1. 37

  2. [Comment removed by author]

    1. 2

      I’m a fan as well. My colleagues switch to PostgreSQL now, because SQLite has limitations with ALTER TABLE. The Play framework uses database evolutions written in SQL so that is easier with PostgreSQL.

    2. 5

      I really love Sqlite, and reading accounts like this is great. BUT, note this all reads with no inserts/updates/deletes. Sqlites achilles heel for being really useful?

      Additionally, though this test was focused on read performance, I should mention that SQLite has fantastic write performance as well. By default SQLite uses database-level locking (minimal concurrency), and there is an “out of the box” option to enable WAL mode to get fantastic read concurrency — as shown by this test.

      1. 9

        You’d be surprised. Serializing writes on hardware with 10ms latency is pretty disasterous, giving parallel write databases a huge advantage over SQLite on hard drives. But even consumer solid state drives are more like 30us write latency, over 300 times faster than a conventional hard drive.

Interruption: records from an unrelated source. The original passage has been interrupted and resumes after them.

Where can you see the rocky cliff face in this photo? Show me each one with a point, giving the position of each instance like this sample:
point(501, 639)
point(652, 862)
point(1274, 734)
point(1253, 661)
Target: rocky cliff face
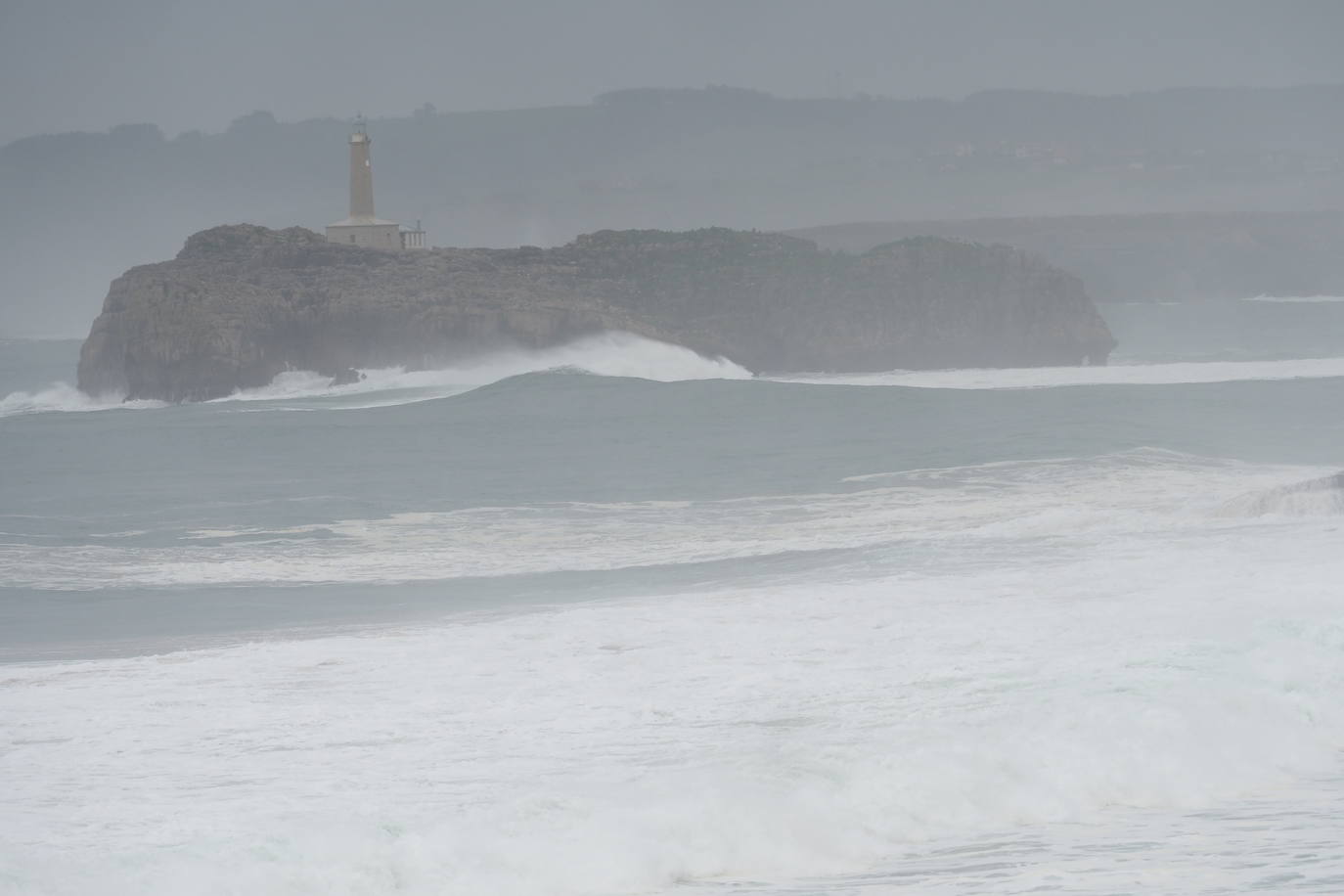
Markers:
point(241, 304)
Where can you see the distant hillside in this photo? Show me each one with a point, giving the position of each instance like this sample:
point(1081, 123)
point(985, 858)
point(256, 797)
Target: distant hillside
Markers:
point(82, 207)
point(1150, 256)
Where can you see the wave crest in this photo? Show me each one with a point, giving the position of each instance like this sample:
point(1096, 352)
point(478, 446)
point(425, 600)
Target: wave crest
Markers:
point(1314, 497)
point(62, 396)
point(603, 355)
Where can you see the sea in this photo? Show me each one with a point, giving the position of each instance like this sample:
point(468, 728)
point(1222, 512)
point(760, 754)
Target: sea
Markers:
point(614, 618)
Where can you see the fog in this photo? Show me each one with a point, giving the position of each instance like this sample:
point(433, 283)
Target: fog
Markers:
point(82, 208)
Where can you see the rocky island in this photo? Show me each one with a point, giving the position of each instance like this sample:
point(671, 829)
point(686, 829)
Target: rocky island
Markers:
point(243, 304)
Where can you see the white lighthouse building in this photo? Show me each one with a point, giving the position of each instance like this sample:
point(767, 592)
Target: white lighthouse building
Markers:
point(362, 227)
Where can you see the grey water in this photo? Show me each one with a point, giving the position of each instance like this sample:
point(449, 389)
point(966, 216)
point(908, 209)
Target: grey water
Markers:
point(566, 632)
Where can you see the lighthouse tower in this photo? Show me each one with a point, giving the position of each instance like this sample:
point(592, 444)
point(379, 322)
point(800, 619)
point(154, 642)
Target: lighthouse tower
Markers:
point(362, 227)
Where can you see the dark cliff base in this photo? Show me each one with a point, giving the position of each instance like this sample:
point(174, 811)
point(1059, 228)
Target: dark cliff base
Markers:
point(241, 304)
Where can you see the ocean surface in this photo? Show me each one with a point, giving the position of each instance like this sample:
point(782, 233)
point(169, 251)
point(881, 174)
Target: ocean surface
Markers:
point(615, 619)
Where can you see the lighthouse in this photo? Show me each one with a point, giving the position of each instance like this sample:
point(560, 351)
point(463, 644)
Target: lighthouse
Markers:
point(363, 227)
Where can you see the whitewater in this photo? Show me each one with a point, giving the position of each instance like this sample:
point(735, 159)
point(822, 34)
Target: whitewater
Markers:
point(614, 618)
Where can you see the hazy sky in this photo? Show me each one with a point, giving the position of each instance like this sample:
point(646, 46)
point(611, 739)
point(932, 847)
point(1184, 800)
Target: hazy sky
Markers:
point(68, 65)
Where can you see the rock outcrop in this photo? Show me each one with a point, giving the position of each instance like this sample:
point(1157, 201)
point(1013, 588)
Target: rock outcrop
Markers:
point(243, 304)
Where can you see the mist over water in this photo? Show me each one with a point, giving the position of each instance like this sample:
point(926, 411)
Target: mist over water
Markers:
point(614, 618)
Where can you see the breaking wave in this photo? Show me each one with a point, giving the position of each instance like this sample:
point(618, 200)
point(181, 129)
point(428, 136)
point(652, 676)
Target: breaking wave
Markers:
point(62, 396)
point(1314, 497)
point(603, 355)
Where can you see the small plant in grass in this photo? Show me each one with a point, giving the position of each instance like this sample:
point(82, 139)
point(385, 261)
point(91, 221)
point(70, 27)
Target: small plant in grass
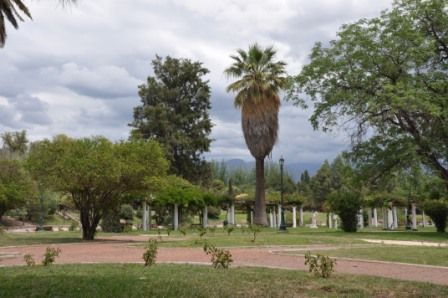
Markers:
point(150, 254)
point(320, 265)
point(50, 255)
point(254, 229)
point(202, 232)
point(229, 230)
point(221, 258)
point(29, 260)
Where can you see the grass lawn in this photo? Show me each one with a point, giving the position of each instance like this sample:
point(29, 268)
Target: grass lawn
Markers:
point(404, 254)
point(164, 280)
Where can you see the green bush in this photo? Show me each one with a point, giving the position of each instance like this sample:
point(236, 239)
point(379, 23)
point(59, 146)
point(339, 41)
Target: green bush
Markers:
point(320, 265)
point(50, 255)
point(151, 252)
point(29, 260)
point(220, 258)
point(126, 212)
point(438, 211)
point(111, 222)
point(346, 204)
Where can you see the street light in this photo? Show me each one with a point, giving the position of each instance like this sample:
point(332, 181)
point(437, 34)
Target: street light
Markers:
point(282, 220)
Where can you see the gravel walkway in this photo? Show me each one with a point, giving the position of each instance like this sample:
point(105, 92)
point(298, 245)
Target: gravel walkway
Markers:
point(126, 252)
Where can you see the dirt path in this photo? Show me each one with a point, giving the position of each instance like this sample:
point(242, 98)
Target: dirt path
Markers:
point(122, 252)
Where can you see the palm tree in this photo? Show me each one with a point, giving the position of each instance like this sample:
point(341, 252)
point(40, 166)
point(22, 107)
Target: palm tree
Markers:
point(10, 9)
point(259, 81)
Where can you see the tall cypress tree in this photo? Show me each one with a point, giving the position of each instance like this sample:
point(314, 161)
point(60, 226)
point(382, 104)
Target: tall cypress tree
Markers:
point(174, 110)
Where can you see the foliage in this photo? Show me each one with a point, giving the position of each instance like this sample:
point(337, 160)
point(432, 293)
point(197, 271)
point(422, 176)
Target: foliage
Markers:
point(150, 254)
point(175, 112)
point(320, 265)
point(16, 185)
point(389, 76)
point(255, 230)
point(29, 260)
point(50, 255)
point(438, 211)
point(126, 212)
point(346, 204)
point(259, 80)
point(221, 258)
point(95, 172)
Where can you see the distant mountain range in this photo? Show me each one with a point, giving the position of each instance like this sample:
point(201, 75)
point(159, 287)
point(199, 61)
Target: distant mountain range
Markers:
point(294, 169)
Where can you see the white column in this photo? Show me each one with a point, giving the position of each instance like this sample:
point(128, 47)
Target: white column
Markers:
point(294, 217)
point(414, 216)
point(375, 217)
point(176, 217)
point(390, 219)
point(279, 216)
point(205, 217)
point(361, 219)
point(145, 217)
point(394, 213)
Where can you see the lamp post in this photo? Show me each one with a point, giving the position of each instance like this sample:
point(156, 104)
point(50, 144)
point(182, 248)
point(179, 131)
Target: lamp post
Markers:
point(282, 220)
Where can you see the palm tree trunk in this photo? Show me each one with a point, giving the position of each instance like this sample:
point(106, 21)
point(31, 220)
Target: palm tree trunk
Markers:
point(260, 217)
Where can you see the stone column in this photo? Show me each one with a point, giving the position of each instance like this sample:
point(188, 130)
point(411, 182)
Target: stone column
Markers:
point(394, 213)
point(205, 217)
point(375, 217)
point(361, 219)
point(390, 219)
point(145, 217)
point(414, 216)
point(279, 215)
point(294, 217)
point(176, 217)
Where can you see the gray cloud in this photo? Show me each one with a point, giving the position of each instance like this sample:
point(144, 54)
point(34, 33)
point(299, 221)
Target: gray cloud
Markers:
point(76, 70)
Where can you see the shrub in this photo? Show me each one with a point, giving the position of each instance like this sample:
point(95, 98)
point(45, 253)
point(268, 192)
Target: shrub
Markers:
point(126, 212)
point(29, 260)
point(150, 254)
point(346, 204)
point(50, 255)
point(220, 258)
point(254, 229)
point(202, 231)
point(111, 222)
point(438, 211)
point(320, 265)
point(229, 230)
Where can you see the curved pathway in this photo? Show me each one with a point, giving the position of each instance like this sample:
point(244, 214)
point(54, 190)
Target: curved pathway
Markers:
point(122, 250)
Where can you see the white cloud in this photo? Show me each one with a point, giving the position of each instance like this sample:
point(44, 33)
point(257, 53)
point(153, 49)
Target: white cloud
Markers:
point(76, 70)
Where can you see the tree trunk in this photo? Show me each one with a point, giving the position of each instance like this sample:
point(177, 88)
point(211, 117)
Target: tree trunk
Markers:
point(89, 222)
point(260, 217)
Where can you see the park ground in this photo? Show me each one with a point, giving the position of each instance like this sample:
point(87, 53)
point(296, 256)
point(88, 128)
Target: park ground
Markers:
point(370, 263)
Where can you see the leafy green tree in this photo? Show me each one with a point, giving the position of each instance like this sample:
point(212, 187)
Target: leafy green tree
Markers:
point(389, 75)
point(259, 80)
point(95, 172)
point(174, 111)
point(16, 186)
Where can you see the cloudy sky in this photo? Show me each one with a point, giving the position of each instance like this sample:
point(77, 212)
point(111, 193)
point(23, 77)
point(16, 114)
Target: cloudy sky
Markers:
point(76, 70)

        Combine with batching writes in transactions and WAL logging and you’ve got a pretty fast little database. Remember, loads of people loved MongoDB’s performance, even though it had a global exclusive write lock until 2013 or something.

        People really overestimate the cost of write locking. You need a surprising amount of concurrency to warrant a sophisticated parallel write datastructure. And if you don’t actually need it, the overhead of using a complex structure will probably slow your code down.

        1. 3

          Sounds like you might like the “COST” metric…. https://lobste.rs/s/dyo11t/scalability_at_what_cost

        2. 6

          Given that they run all of expensify.com on a single (replicated) Bedrock database, that would pass my “really useful” test, at least. :)

          1. 2

            The project page itself warns about that. When toying with ideas, I thought about a front-end that sort of acted as a load balancer and cache that basically could feed writes to SQLite at the pace it could take with excesses held in a cache of sorts. It would also serve those from its cache directly. Reads it could just pass onto SQLite.

            This may be what they do in the one or two DB’s Ive seen submitted that use SQLite as a backend. I didnt dig deep into them, though. I just know anything aiming for rugged database should consider it because the level of QA work that’s gone into SQLlite is so high most projects will never match it. That’s kind of building block I like.

            Now I’ll read the article to see how they do the reads.

            1. 1

              Devil’s advocate. If you are going to give up on easy durability guarantees, you could also try just disabling fsync and letting the kernel do the job you are describing.

              1. 1

                I’ve been trying to make posts shorter where possible. That’s twice in days someone’s mentioned something I deleted: original version mentioned strongly-consistent with a cluster. I deleted it thinking people would realize I wanted to keep the properties that made me select SQLite in first place. Perhaps, it’s worth being explicit there. I’ll note I’m brainstorming way out of my area of expertise: databases are black boxes I never developed myself.

                After this unforgettable paper, I’d be more likely to do extra operations or whatever for durability given I don’t like unpredictability or data corruption. It’s why I like SQLite to begin with. It does help that a clean-slate front-end would let me work around such problems with it more true for memory-based… depending on implementation. Again, I’m speculating out of my element a bit since I didn’t build databases. Does your line of thinking still have something that might apply or was it just for a non-durable, front end?

          2. 2

            “Make RANDOM() deterministic (for some reason it’s non-deterministic by default)”

            Perhaps they wrote this tongue-in-cheek but I would have thought that you’d generally want it to be non-deterministic.

            1. 2

              I guess if you’re feeding generated data to your database when doing unit/integration tests, you’ll probably want two runs of the same script to produce the exact same dataset.